Answer
The solution set to the given equation is $$\theta=\{66.5^\circ, 112.5^\circ, 247.5^\circ,292.5^\circ\}$$
Work Step by Step
$$\sqrt2\cos2\theta=-1$$ over interval $[0^\circ,360^\circ)$
1) Find corresponding interval for $2\theta$
The interval for $\theta$ is $[0^\circ,360^\circ)$, which can also be written as the inequality:
$$0^\circ\le\theta\lt360^\circ$$
Therefore, for $2\theta$, the inequality would be
$$0^\circ\le2\theta\lt720^\circ$$
Thus, the corresponding interval for $2\theta$ is $[0^\circ,720^\circ)$.

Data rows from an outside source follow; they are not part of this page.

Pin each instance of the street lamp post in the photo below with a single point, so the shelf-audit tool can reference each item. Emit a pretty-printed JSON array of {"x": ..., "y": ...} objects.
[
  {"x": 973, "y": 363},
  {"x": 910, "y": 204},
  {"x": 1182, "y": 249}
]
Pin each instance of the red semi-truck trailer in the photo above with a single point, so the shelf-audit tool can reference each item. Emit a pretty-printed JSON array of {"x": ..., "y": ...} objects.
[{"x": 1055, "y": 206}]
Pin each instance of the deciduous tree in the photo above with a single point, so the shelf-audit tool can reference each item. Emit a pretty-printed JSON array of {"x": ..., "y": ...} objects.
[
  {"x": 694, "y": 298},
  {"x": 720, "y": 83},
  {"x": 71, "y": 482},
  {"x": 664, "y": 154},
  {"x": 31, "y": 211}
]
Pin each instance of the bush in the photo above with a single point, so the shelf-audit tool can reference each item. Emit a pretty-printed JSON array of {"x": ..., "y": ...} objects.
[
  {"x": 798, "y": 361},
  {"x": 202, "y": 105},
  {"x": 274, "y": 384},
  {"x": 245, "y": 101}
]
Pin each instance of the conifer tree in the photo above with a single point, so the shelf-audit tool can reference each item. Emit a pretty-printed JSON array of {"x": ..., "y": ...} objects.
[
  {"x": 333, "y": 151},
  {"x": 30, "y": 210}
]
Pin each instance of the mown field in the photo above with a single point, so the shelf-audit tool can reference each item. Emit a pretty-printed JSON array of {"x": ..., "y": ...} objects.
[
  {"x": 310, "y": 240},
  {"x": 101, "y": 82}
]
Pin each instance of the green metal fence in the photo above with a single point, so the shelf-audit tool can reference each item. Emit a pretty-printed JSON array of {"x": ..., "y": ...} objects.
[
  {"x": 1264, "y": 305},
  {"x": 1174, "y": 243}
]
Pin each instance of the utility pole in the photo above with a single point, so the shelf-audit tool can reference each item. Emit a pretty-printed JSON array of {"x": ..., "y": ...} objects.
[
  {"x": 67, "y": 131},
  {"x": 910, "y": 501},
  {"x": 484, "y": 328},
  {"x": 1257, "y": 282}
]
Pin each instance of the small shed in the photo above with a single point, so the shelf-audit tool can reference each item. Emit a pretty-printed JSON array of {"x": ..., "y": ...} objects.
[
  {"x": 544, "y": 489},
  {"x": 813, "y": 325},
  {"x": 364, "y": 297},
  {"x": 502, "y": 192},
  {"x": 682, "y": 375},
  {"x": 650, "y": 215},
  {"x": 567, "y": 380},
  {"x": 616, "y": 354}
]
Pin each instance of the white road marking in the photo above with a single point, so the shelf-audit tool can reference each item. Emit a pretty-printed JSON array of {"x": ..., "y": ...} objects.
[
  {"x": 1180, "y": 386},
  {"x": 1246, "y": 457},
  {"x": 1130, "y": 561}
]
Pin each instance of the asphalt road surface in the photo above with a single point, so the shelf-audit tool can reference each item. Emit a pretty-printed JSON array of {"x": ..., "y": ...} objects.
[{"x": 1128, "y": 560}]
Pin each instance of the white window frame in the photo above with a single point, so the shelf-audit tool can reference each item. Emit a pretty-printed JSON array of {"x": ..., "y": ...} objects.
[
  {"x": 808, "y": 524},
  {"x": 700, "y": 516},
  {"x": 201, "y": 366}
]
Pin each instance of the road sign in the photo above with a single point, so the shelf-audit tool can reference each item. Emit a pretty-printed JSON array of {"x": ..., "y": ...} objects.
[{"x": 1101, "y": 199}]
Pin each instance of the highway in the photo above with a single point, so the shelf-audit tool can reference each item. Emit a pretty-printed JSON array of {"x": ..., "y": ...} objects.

2) Now we examine the equation: $$\sqrt2\cos2\theta=-1$$
$$\cos2\theta=-\frac{1}{\sqrt2}=-\frac{\sqrt2}{2}$$
Over interval $[0^\circ,720^\circ)$, there are 4 values whose sine equals $-\frac{\sqrt2}{2}$, which are $\{135^\circ, 225^\circ, 495^\circ,585^\circ\}$
Therefore, $$2\theta=\{135^\circ, 225^\circ, 495^\circ,585^\circ\}$$
It follows that $$\theta=\{66.5^\circ, 112.5^\circ, 247.5^\circ,292.5^\circ\}$$
This is the solution set of the equation.